There’s more than one kind of strong, if you know what I’m talking about. There’s strong in mind, strong in body, and strong in spirit. She was never any one of those three, and no matter what became of her body, the other two lagged behind.
She was a monster, and I still wasn’t afraid of her. I was afraid of everything else, sure. But not this phantom, this weird haint that used to be a woman I knew and tried to love. “Get out of here. You’re not here to help, you’re just here to watch. Just like your whole damn life.”
I turned my back on her, deliberate-like, to show I wasn’t scared.
I looked down at the dress, folded at the foot of the bed.
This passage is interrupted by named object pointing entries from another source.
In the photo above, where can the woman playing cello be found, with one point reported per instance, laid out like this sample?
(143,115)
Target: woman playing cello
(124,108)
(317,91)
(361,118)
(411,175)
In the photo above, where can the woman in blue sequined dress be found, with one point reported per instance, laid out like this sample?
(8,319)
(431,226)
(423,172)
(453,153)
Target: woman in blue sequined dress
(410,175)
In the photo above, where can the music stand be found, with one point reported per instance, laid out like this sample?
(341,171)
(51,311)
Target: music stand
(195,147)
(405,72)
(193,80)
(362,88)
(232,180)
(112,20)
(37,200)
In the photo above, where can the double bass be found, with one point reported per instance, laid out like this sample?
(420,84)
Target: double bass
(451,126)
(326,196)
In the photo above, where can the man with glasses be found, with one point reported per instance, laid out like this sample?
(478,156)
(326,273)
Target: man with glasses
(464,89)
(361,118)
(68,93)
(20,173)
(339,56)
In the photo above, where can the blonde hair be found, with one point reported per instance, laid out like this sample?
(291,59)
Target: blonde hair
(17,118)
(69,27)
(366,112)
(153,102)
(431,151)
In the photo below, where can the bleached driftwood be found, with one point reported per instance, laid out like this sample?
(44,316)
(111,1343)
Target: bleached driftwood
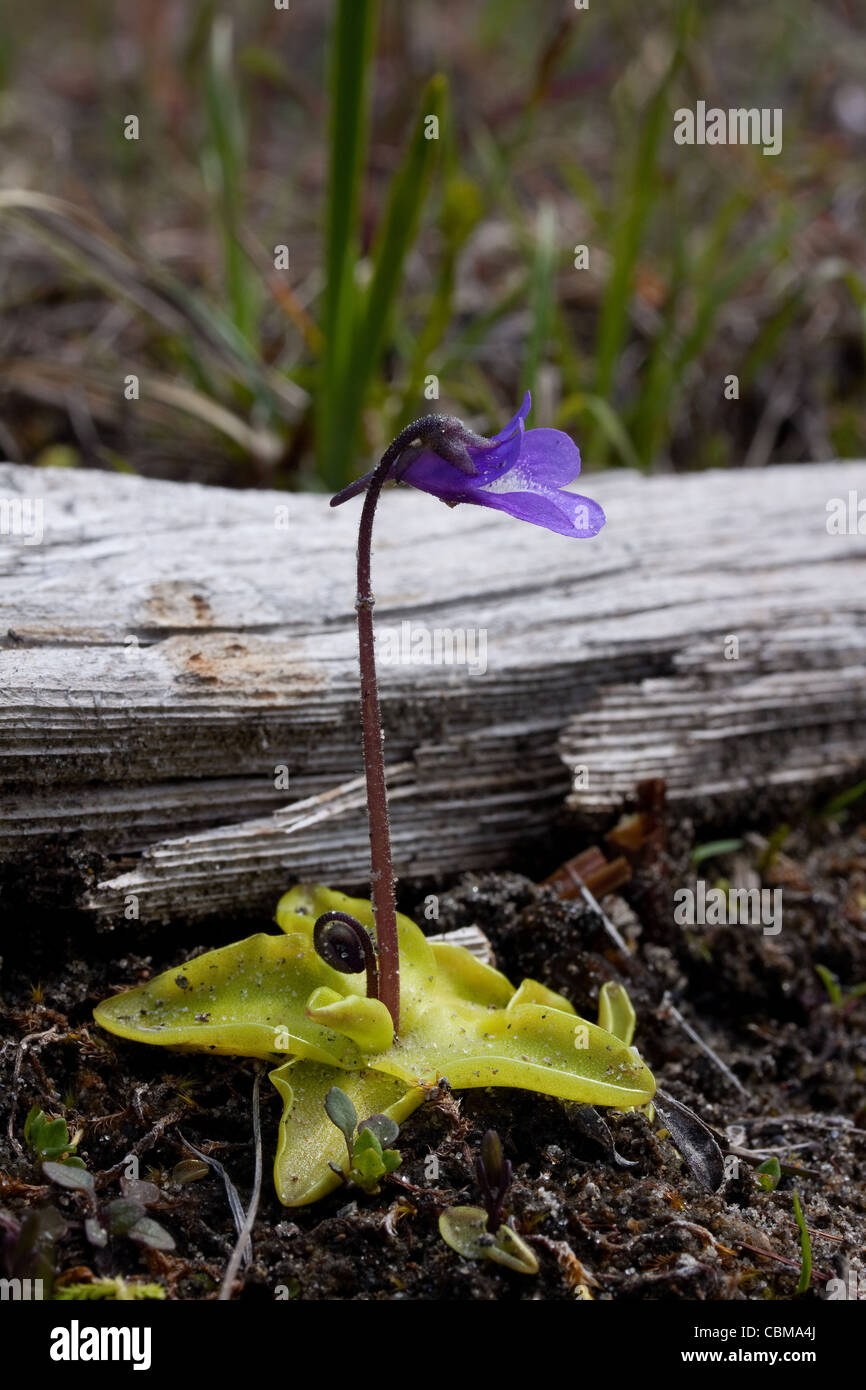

Even in the mostly dark, I recognized it from her hope chest: It was the one she’d got married in, a pretty yellow thing that Grandma had made for her. It’d probably fit. We were about the same size, but I wouldn’t put it on, not if my life depended on it. Same size or not, we weren’t the same otherwise.
Behind me, she said, “I wish you thought better of me.”
“I wish you’d give me a reason.”
She didn’t say anything back, and when I looked up, she was gone.
I jumped when I realized it, that she’d up and vanished like a puff of smoke—my first thought was that she’d left through the door, but I hadn’t heard it open or close. She couldn’t have reached the window any easier than I could, and if she’d tried I would have seen her. I ducked down and looked under the bed, shoving the dust ruffle aside and seeing nothing but darkness, but nothing to suggest that awful white face or weird gloved hands. I swept my own hand back and forth under there, not worrying about rats or dust. I found nothing.